Operando study of the evolution of peritectic structures in metal solidification by quasi-simultaneous synchrotron X-ray diffraction and tomography

By employing quasi-simultaneous synchrotron X-ray diffraction and tomography to analyze Al-Mn alloy solidification, this study elucidates the nucleation and co-growth dynamics of peritectic structures, revealing how Mn-rich diffusion layers govern phase transformations and how cooling rates can be tuned to control defect formation and morphology transitions.

The Gist

Imagine you are watching a high-speed, 3D movie of metal freezing, but instead of just seeing the outside shape, you can also see the invisible crystal structures and chemical ingredients moving inside. That is essentially what this paper does.

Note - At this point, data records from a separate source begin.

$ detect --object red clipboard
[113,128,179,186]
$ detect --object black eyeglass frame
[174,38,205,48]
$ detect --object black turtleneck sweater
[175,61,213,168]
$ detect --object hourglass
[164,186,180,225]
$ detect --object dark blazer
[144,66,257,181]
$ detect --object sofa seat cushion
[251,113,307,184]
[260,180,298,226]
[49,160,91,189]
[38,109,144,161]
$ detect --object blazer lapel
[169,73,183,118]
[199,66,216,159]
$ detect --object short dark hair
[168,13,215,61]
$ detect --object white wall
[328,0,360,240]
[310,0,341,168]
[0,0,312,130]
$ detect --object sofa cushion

The researchers studied a specific metal mixture (Aluminum and Manganese) as it cooled down and turned from a liquid soup into a solid. They used a super-powerful "X-ray camera" (a synchrotron) to watch this happen in real-time, capturing a massive amount of data (about 30 terabytes!) to create a 4D map (3D space + time).

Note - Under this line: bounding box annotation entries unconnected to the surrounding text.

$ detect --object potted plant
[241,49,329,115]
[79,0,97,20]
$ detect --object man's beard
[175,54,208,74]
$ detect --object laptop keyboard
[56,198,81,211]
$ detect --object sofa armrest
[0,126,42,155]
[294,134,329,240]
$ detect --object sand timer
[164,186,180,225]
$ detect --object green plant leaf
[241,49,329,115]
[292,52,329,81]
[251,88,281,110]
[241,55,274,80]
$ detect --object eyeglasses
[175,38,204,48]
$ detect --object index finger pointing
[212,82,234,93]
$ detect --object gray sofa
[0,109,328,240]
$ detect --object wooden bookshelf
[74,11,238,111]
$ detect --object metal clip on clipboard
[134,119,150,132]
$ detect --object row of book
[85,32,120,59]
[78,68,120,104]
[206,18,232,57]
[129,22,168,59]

Here is the story of what they found, explained with some everyday analogies:

1. The Fast Lane vs. The Slow Lane (Anisotropic Growth)

When the metal started to cool, the first solid crystals to form were called Al4Mn. Think of these as the "pioneers."

• The Analogy: Imagine a pencil being sharpened. It grows very long and thin very quickly, but it gets wider very slowly.
• The Finding: These crystals grew about 70 times faster lengthwise (axially) than they did sideways (radially). They shot up like tall, thin towers or rods.
• Why? The atoms in the metal found it much easier to stack up in one direction (like adding books to a tall shelf) than to spread out sideways.

2. The Invisible "Moat" (The Diffusion Layer)

As these tall towers grew, they left a trail behind them.

• The Analogy: Imagine a construction crew building a wall. As they build, they leave a pile of extra bricks (Manganese atoms) right next to the wall, creating a thick, 5-micron-wide "moat" of concentrated material.
• The Finding: This "moat" is a layer where the Manganese concentration is very high. It acts as a barrier. It stops the tower from getting wider because the atoms get stuck in this pile, but it allows the tower to keep shooting upward.

3. The Second Wave (The Peritectic Reaction)

Once the temperature dropped a bit more, a second type of crystal (Al6Mn) started to form.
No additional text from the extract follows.